Hueston argued that was not the case. “Selling property in Aspen was not a long tedious process for you, was it?” Hueston asked. Lay put his $10 million home in Aspen, CO, on the market on Jan. 21, 2002. The home sold in two days to a buyer who paid cash. Lay netted a $7.6 million profit.
Before focusing on the stock sales, Hueston questioned Lay about why he chose to ignore problems he knew existed at Enron within the special purpose entities (SPEs). A series of articles was published in The Wall Street Journal in mid-October 2001 questioning the accounting of the LJM SPEs and ex-CFO Andrew Fastow’s management fees. After the stories were published, Lay said he asked two of Enron’s board members to determine how much money Fastow was making from the SPEs.
Why didn’t Lay ask Fastow himself? Hueston asked. Lay and Fastow had offices on the same floor at Enron.
“It’s awfully easy to look back today and ask, ‘Why didn’t you do this and why didn’t you do that’ with 20/20 hindsight,” Lay replied. “We were making the best decisions with the best information at the time on an ongoing basis.”

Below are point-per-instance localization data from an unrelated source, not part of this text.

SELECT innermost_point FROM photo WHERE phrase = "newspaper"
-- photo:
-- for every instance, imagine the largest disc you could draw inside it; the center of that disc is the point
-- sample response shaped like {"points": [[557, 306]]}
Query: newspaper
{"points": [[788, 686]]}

And why did Lay hide information about the LJM hedging vehicles known as the Raptors? asked Hueston. In Enron’s 3Q2001 earnings report, the Raptors were not named as a reason for about half of Enron’s $1.2 billion write-downs in the quarter. Hueston showed the jury two October 2001 quotes by Lay — one in an interview with the Journal and one in a conference call with analysts the following day. Both times, Lay was asked about the $55 million write-down, and both times, Lay said, “I don’t even know if it had a name.”
Lay said Monday he had made an “honest mistake.” But Hueston replied, “You lied…let’s move on.”
After a barrage of other questions about why Lay had not done more to find out why employees were concerned with Enron after Skilling had resigned and after the Journal had run stories questioning Fastow’s SPEs, Lay chastised the prosecutor.
“The corpse is on the gurney, Mr. Hueston, and you’re carving it up any way you want to carve it up,” he said. “I didn’t have that luxury right in the heat of battle.”